L’incident s’est produit en fin de journée, dans ce puits minier situé à environ 70 kilomètres à l’ouest de Goma, la capitale de la province du Nord-Kivu. La carrière de Gasasa s’étend sur plusieurs dizaines de kilomètres carrés, attirant de nombreux mineurs malgré les risques inhérents à ces opérations.
Le groupe armé M23, qui exerce un contrôle sur la zone, a été mis en cause pour son rôle dans l’exploitation mal sécurisée des ressources dans la région, exacerbant les conditions de travail des mineurs artisanaux. Ceux-ci, souvent poussés par la pauvreté, n’ont d’autre choix que d’accepter des conditions de travail précaires, conscientes des dangers que cela implique.
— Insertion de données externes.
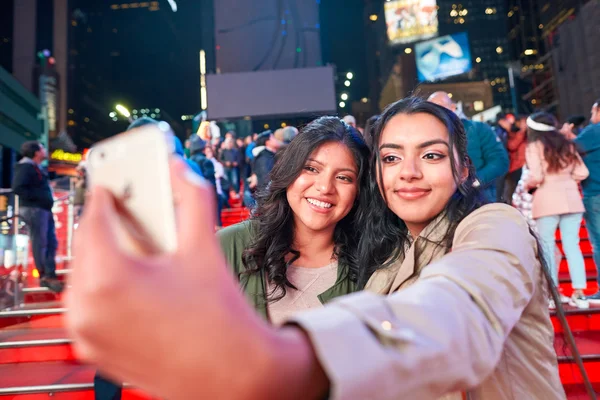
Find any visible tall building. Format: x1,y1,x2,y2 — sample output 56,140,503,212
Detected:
508,0,600,119
365,0,513,113
438,0,513,109
67,0,205,148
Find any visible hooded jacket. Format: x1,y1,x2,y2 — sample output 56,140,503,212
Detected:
12,157,54,211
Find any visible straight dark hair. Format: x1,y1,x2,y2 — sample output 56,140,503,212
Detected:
527,112,579,172
359,97,486,287
242,117,369,302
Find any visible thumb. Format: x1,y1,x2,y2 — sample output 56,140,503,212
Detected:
70,187,131,289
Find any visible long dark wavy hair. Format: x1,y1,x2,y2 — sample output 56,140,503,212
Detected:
242,117,369,302
527,112,579,172
359,97,486,288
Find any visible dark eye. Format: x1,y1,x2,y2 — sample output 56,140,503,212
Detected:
423,153,446,160
381,156,400,164
338,175,354,183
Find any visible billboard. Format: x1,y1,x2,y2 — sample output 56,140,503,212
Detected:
384,0,438,44
415,32,473,82
206,66,337,120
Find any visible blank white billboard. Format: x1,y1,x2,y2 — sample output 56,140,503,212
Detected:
206,66,336,120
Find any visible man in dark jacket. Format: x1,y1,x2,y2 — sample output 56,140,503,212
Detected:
429,92,509,201
252,131,281,189
190,135,216,188
12,141,63,293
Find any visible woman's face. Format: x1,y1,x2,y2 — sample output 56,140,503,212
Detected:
287,142,358,233
378,113,468,237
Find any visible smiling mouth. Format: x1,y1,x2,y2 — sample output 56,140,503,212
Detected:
396,189,431,200
306,197,333,210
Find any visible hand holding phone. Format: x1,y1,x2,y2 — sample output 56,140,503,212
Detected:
88,125,177,253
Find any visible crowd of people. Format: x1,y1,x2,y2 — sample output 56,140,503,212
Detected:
10,92,600,400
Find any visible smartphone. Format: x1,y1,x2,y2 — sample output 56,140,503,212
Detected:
87,125,177,253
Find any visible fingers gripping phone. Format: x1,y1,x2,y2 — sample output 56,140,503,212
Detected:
88,125,177,253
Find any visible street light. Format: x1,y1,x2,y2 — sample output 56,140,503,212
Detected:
115,104,133,122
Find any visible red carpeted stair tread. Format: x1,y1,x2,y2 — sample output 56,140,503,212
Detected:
0,361,91,388
0,327,68,344
564,382,600,400
554,330,600,362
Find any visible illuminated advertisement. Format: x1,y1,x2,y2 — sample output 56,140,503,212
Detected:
385,0,438,44
415,32,473,82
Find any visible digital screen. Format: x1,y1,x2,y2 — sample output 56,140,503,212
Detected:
415,32,473,82
384,0,438,44
206,66,337,120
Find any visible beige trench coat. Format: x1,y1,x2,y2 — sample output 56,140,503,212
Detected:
292,204,565,400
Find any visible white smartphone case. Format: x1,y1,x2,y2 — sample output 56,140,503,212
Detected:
87,125,177,253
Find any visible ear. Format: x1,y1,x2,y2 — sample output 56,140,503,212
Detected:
460,156,471,185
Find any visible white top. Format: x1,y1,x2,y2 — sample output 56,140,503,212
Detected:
267,261,338,325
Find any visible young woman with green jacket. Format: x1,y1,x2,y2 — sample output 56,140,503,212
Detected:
219,117,369,323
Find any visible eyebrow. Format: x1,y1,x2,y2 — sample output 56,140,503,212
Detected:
379,139,450,151
306,158,358,175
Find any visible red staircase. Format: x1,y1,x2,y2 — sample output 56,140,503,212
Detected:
0,199,250,400
0,200,600,400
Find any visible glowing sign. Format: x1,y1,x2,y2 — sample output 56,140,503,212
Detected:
384,0,438,44
50,149,83,164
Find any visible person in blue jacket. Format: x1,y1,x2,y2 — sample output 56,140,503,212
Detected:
569,98,600,304
428,92,509,202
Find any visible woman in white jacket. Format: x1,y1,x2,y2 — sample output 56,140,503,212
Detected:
68,99,565,400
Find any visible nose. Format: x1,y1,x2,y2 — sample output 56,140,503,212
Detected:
315,173,335,194
400,157,423,182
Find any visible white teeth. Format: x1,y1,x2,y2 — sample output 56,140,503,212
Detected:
306,199,333,208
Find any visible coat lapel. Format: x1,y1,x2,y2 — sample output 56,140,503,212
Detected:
366,215,449,294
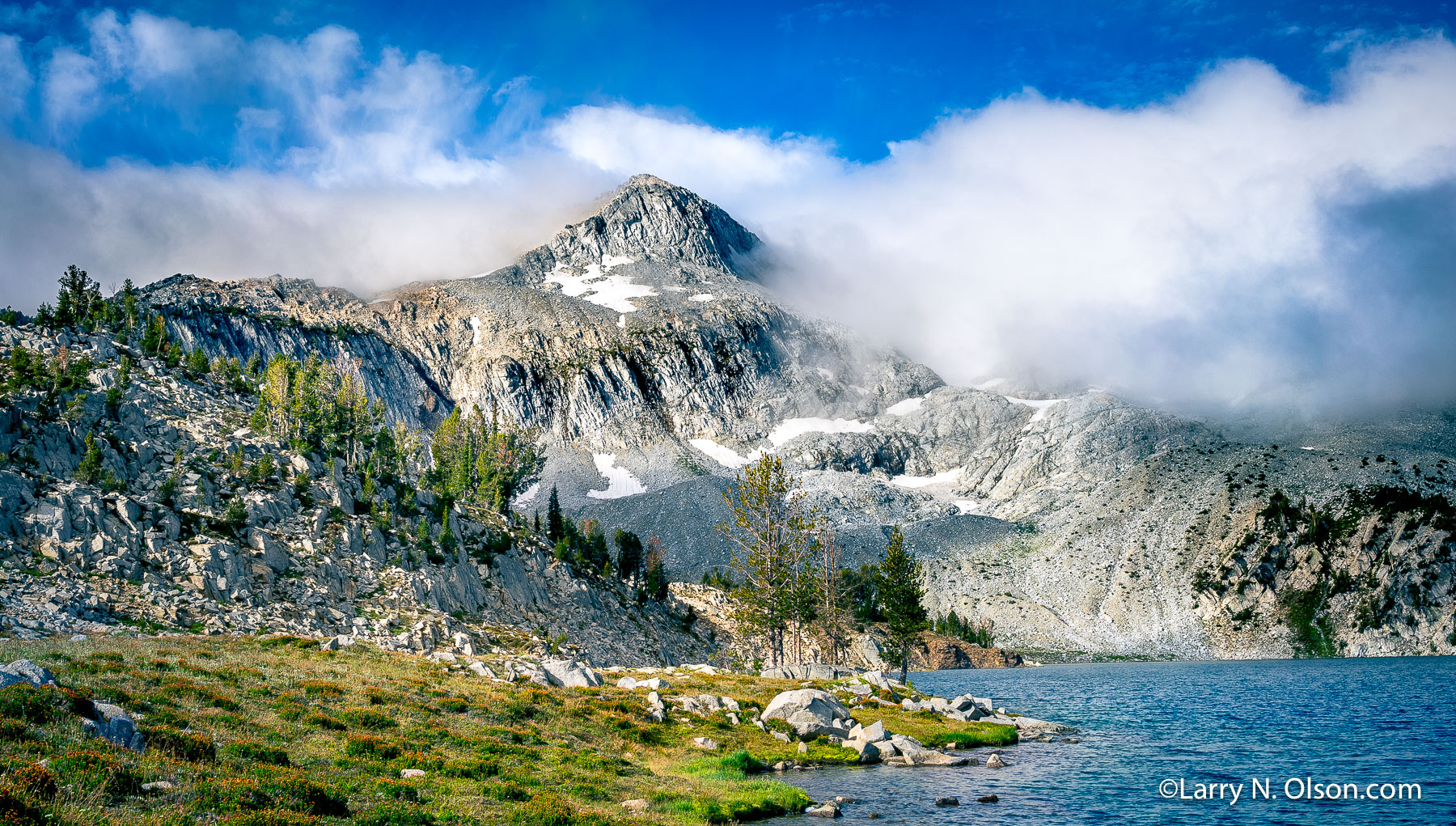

Cet éboulement n’est pas un cas isolé et soulève des questions sur la sécurité des mineurs artisanaux dans un secteur qui représente pourtant une vitalité économique pour la RDC. Les organisations de défense des droits humains appellent à une meilleure régulation et à des mesures de protection pour ces travailleurs vulnérables.
L’accident a suscité des réactions de choc et de tristesse parmi les communautés locales et les familles touchées, qui demandent justice et une aide pour faire face à cette catastrophe.
Alors que les recherches se poursuivent pour retrouver d’autres victimes potentielles, la situation à Rubaya reste tendue, révélant les enjeux complexes liés à l’exploitation minière dans l’est de la RDC.